The mens rea (Latin for "guilty mind") test of dishonesty for undertaking or assisting in the retention, removal, disposal or realisation of stolen goods by or for the benefit of another person, or arranging to do so, is the same as for theft (see R v Ghosh 75 Cr App R 154).

Stolen goods

This is property stolen by any of the means criminalised in the Theft Acts, whether by robbery, burglary, deception, blackmail, etc. and includes all the forms of property, both tangible and intangible, protected. This element must be proved separately and, because this offence is committed "otherwise than in the course of stealing", the actus reus (the Latin for "guilty act") of the stealing must have been completed before the alleged handler comes into possession. Further, the fact that the accused admits knowledge or belief that the goods were stolen is not sufficient, but such admissions as to how he or she came into possession may prove that the goods were stolen. The fact of stealing is usually proved by evidence given by the owner as to the circumstances in which the goods were taken.

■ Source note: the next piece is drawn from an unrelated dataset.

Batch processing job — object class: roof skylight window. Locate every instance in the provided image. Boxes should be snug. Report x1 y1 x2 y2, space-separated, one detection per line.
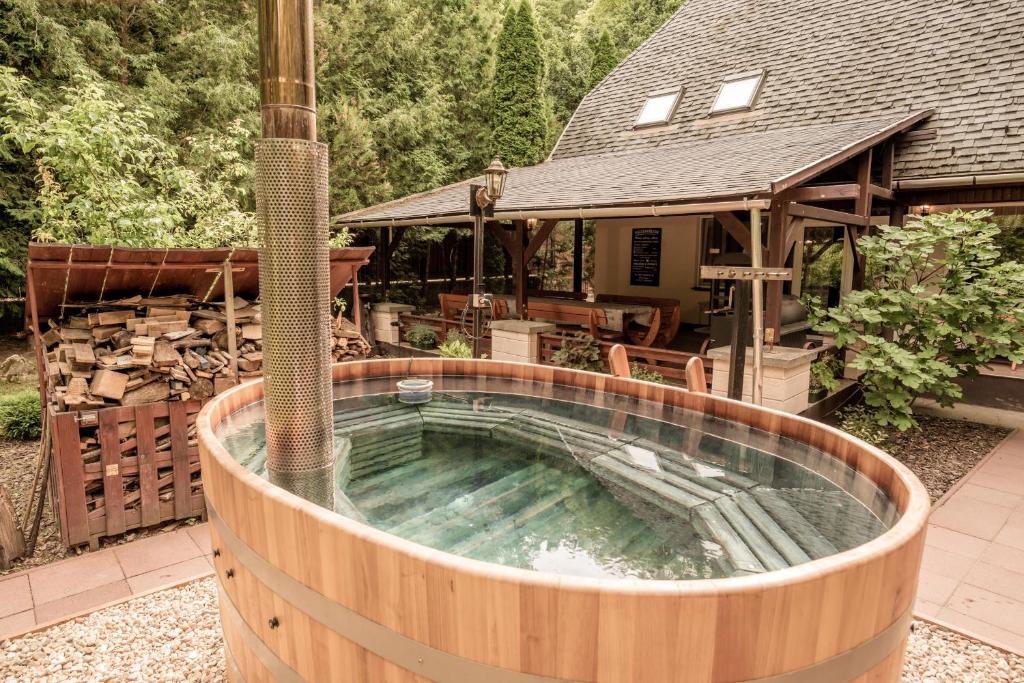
634 89 682 127
711 72 765 114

Knowledge or belief that goods were stolen

The accused's knowledge may be based on what the thief says or some other positive information confirming the fact, but belief is less than knowledge and more than mere suspicion, being a reasonable conclusion drawn from what the accused does know. If, despite the circumstances, the accused unreasonably refuses to believe that which is obvious, this form of wilful blindness (see recklessness) will be treated as a belief that the goods are stolen. Thus, suspicion will be converted into belief when the facts are so obvious that belief may safely be imputed. So if the defendant bought goods in a dark alley for a fraction of their true value and it is clear that identification marks or serial numbers have been erased, any denial of belief by the defendant would not be credible. But, if there is genuine doubt as to the defendant's knowledge or belief, a s1 theft charge is more appropriate, particularly if he or she later discovered that the goods were stolen and dishonestly kept them.

Attempt


This used to give rise to an issue of impossibility in that the defendant may be dishonest and intend to handle goods which he believes to be stolen but which are not in fact stolen. Now, s1 Criminal Attempts Act 1981 confirms that such a defendant can be convicted.